What is the digital yuan?

DCEP stands for digital currency/electronic payment; otherwise known as China’s central bank digital currency project. The digital yuan is expected to function more like a counterpart to paper money than a cryptocurrency. Unlike Bitcoin, its value is stable. And the central bank will be able to monitor every transaction.

A team within the People's Bank of China has been silently working on the project since 2014. And while the central bank has been typically vague and secretive about the work, rumors have been swirling for months that a launch was imminent.

The app is a fairly straightforward implementation, which includes a wallet and a way to transfer the digital currency with a QR scanner. Graham explained it uses NFC technology, possibly useful for rural or unwired areas. "First impression is that the app looks slick, it’s a pro job in the Silicon Valley tech sense," he said.

Mobile payments are already hugely popular in China. Residents in big cities often only carry their smartphones and pay for everything with apps such as Alipay or WeChat that are linked to their bank accounts.

Why were the images leaked?

According to crypto circles on WeChat, citing an official from the ABC, commercial testing of the currency is set to begin in shopping malls in Chengdu.

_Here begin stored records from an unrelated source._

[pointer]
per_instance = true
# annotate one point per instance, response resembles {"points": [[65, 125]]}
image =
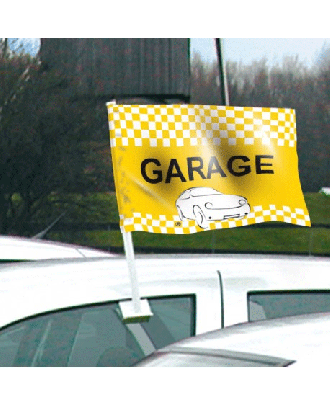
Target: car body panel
{"points": [[30, 249], [296, 339], [31, 288]]}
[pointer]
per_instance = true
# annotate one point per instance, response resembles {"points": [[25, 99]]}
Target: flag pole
{"points": [[129, 252], [137, 309], [222, 72]]}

Back in December, Caiing reported that the People’s Bank of China expected to launch a pilot of its digital yuan starting in Shenzhen and Suzhou. The pilot project, it said, would be led by the central bank along with four major state-owned banks: the Industrial and Commercial Bank of China, Bank of China, China Construction Bank, and the ABC, along with three telecoms: China Telecom, China Mobile and China Unicom.

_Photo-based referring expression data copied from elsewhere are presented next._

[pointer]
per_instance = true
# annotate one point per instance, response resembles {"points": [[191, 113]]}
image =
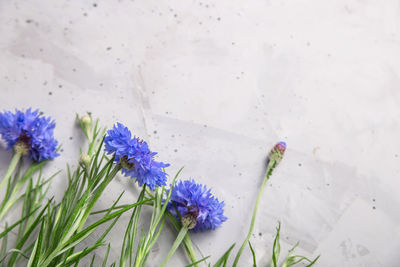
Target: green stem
{"points": [[13, 164], [178, 241], [270, 168]]}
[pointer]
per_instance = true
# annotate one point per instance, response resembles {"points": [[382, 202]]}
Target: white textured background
{"points": [[212, 85]]}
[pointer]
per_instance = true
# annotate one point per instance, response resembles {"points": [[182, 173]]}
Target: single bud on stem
{"points": [[84, 159], [86, 124], [188, 221], [274, 158]]}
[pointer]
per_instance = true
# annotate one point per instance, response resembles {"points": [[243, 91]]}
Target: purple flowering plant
{"points": [[58, 228], [135, 157]]}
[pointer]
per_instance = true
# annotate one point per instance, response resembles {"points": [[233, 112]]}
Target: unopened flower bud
{"points": [[189, 221], [277, 152], [85, 160]]}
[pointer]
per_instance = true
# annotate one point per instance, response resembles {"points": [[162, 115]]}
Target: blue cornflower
{"points": [[29, 133], [189, 198], [135, 157]]}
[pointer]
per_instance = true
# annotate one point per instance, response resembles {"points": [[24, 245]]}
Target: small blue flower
{"points": [[135, 157], [30, 131], [189, 198]]}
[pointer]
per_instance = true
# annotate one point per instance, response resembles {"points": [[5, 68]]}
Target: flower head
{"points": [[135, 157], [29, 133], [189, 198], [277, 152]]}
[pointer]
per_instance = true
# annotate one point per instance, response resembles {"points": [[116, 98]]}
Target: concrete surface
{"points": [[212, 86]]}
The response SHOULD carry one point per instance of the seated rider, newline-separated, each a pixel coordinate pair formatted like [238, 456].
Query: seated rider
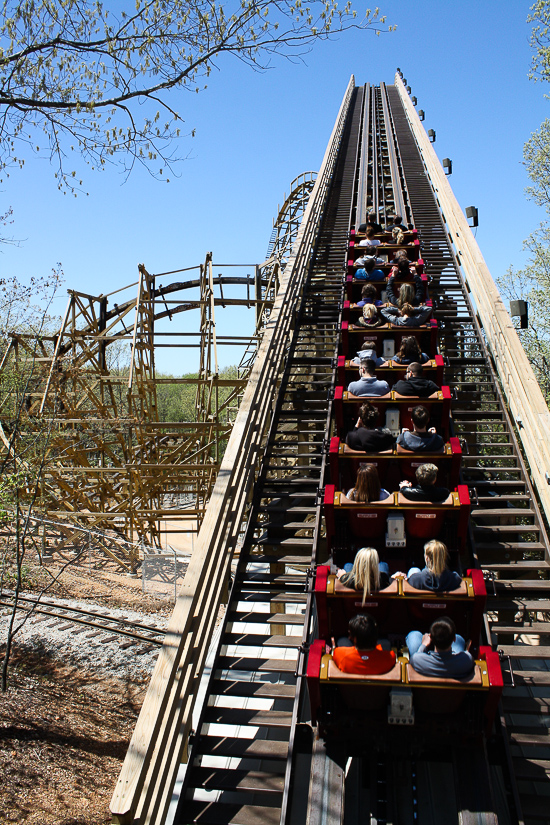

It’s unclear why the images apparently started circulating so late at night in China. The leaked images show the currency interface and give instructions to download the app. Users in the US said they've had trouble getting it to work.

Is this a real pilot?

John Kiff, a senior financial sector expert at the International Monetary Fund, told Decrypt that he believes the app that is circulating is more likely a proof of concept.

"When I hear the word 'pilot' I immediately question whether it’s really a pilot," Kiff told Decrypt. "Uruguay was a real pilot and so is the Bahamas Sand Dollar, because they’re real live tests with real people. But others who announce pilots I suspect are launching what I’d call more like proofs of concept, involving simulated agents or very limited populations. I suspect that the PBOC has done the latter types of pilots," he said.

Functionally, the app overlaps significantly with Tenpay (Tencent's WeChat Pay), Alipay, and other mobile payment schemes that are commonplace in China—and that’s likely the point. Graham said that top goals for the digital yuan likely include “more granular data and control over the economy, wrestling power back from Tenpay and Alipay, and using it for international payment reconciliation in an attempt to undermine U.S. dollar hegemony."

(Updated on April 14 at 7 p.m. ET to add a quote from John Kiff. Later updated to note that PBOC has been working on its DCEP project for six years, since 2014. A previous version of the story said five years.)